Allegedly as a result of this supervision, plaintiff developed anxiety symptoms, depression, weight loss, and sleep pattern deficits. The plaintiff’s physician sent a letter to the school administration requesting some 13 changes in her work environment, including cutting off the observations of her classes, having an “impartial” representative at any meeting that she had with her supervisor, tentative breaks whenever the plaintiff felt necessary and providing coverage available at no notice so that plaintiff could leave whenever she felt overwhelmed by her work environment. The school district responded with a letter agreeing to provide some of these accommodations rejecting some and requesting clarification. The parties exchanged letters again regarding clarification on the accommodations, but the matter went no further after the district's last letter went unanswered. Ultimately, the school district failed to renew the plaintiff’s contract. She had taken a medical leave of absence several months earlier.

The district court determined that plaintiff had a disability given the physical and psychological reaction she had to the employer's progressive discipline system. The court then determined that the school district, although it had some interaction with plaintiff, did not make  a "good faith" effort to resolve plaintiff’s request for an accommodation. The facts on this are, quite frankly, disturbing for employers. Plaintiff specifically failed to respond to the school district’s last letter, and the school district argued that plaintiff simply shut down the discussion, obviating any finding of liability on the part of the school district.
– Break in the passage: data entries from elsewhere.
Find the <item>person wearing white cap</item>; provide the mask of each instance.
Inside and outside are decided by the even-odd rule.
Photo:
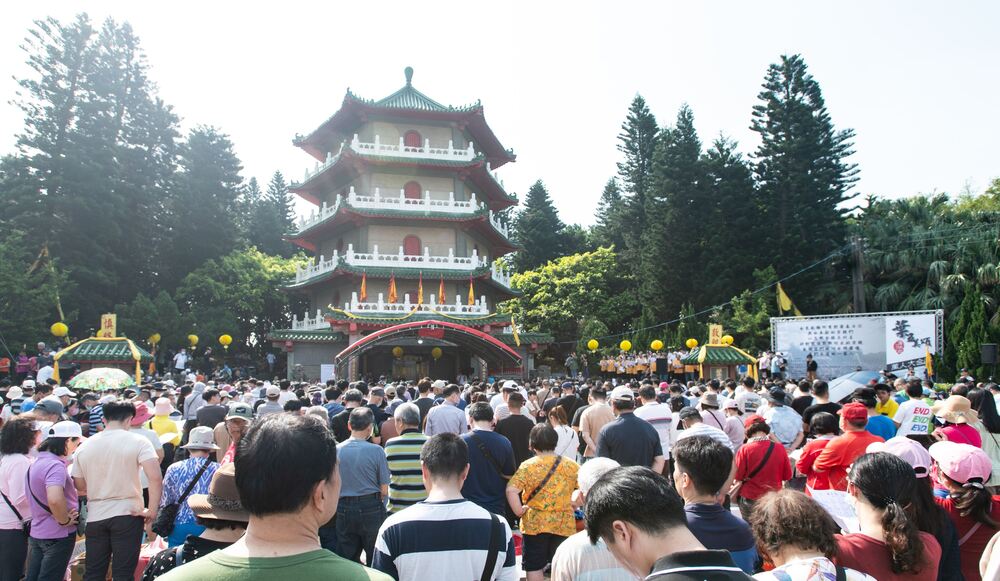
[[[7,390],[7,403],[0,410],[0,421],[6,422],[12,417],[21,413],[21,404],[24,403],[24,392],[19,386],[14,386]]]
[[[79,501],[67,464],[83,431],[76,422],[52,424],[28,469],[31,537],[27,579],[62,579],[76,544]]]
[[[28,532],[22,523],[31,518],[25,475],[38,435],[37,422],[24,416],[5,422],[0,432],[0,579],[24,574]]]
[[[62,402],[63,407],[66,407],[66,406],[69,405],[69,399],[71,397],[76,397],[76,393],[75,392],[70,391],[68,387],[63,387],[61,385],[59,387],[55,388],[52,391],[52,395],[54,397],[58,397],[59,398],[59,401]]]
[[[215,445],[212,428],[198,426],[192,429],[188,435],[188,443],[183,448],[188,451],[189,457],[187,460],[174,462],[167,468],[163,477],[163,498],[160,500],[160,510],[171,504],[179,506],[173,530],[167,535],[167,544],[171,547],[183,543],[188,535],[200,535],[205,530],[205,527],[195,522],[194,513],[186,500],[191,494],[207,494],[212,475],[219,468],[219,464],[212,461],[212,452],[219,449]],[[188,491],[187,496],[185,491]]]
[[[611,458],[622,466],[645,466],[657,474],[665,464],[656,428],[636,417],[635,394],[622,385],[611,392],[611,409],[618,416],[597,435],[597,456]]]

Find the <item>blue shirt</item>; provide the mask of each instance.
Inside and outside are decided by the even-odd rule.
[[[802,416],[788,406],[772,404],[764,414],[764,419],[767,420],[767,425],[771,426],[771,433],[786,448],[802,431]]]
[[[753,573],[757,560],[757,545],[750,532],[750,525],[721,504],[684,505],[691,534],[706,549],[726,550],[733,555],[733,561],[747,574]]]
[[[461,438],[469,447],[469,476],[462,485],[462,496],[497,514],[504,513],[507,504],[507,480],[479,449],[481,442],[507,476],[514,474],[514,448],[510,440],[489,430],[473,430]]]
[[[184,490],[194,480],[202,465],[208,462],[208,468],[198,479],[198,483],[191,489],[191,494],[208,494],[208,485],[212,482],[212,475],[219,469],[219,464],[212,462],[210,458],[188,458],[181,462],[174,462],[167,468],[167,473],[163,476],[163,496],[160,497],[160,507],[167,506],[174,502],[179,502]],[[190,496],[188,497],[190,498]],[[188,506],[187,500],[180,503],[180,510],[177,511],[177,518],[174,524],[194,523],[194,513]]]
[[[340,496],[365,496],[389,486],[389,463],[382,446],[348,438],[337,444]]]
[[[35,409],[35,400],[28,398],[21,404],[21,413],[25,414]]]
[[[896,424],[889,419],[889,416],[869,416],[866,429],[876,436],[881,436],[883,440],[896,436]]]

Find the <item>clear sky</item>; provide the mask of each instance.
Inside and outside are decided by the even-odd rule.
[[[409,65],[437,101],[482,100],[518,154],[500,170],[509,191],[541,178],[565,221],[590,224],[636,93],[661,125],[687,102],[703,142],[722,132],[750,153],[751,107],[783,53],[804,56],[836,126],[857,132],[858,191],[978,192],[1000,176],[998,2],[5,2],[0,152],[21,127],[10,75],[32,19],[80,10],[131,22],[184,128],[221,128],[265,183],[301,179],[313,161],[291,139],[347,87],[384,97]]]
But the court noted that the school district, via plaintiff’s supervisor, advised her at almost the same time it sent the last letter that it was recommending that her contract not be renewed. Given that this recommendation was pending, and plaintiff knew about it, the court surmised that plaintiff and a jury could conclude that this school district was not acting in good faith.

The court leaves a lot out of its discussion  - I suggest that the nonrenewal letter timing was mandated by district procedures and that it could not have provided a basis for a reasonable plaintiff to refuse to participate in the interactive process any further.  There was a full school board hearing that had to take place before plaintiff's contract could be terminated, so the non-renewal letter was more of a preliminary procedural step rather than a final adjudication.  But all this was lost on the court.

So what this case stands for is that an employer can undertake a good faith disciplinary process, and find itself saddled with an ADA claim as a result of its efforts, and then have the plaintiff unilaterally close off the interactive process as the employer moves through its disciplinary process requirements. I would think at some point that the plaintiff has to bear some responsibility for keeping her job. For whatever reason, the South Dakota court skewed what should have been a fairly straightforward determination far too much in the Plaintiff’s direction and favor.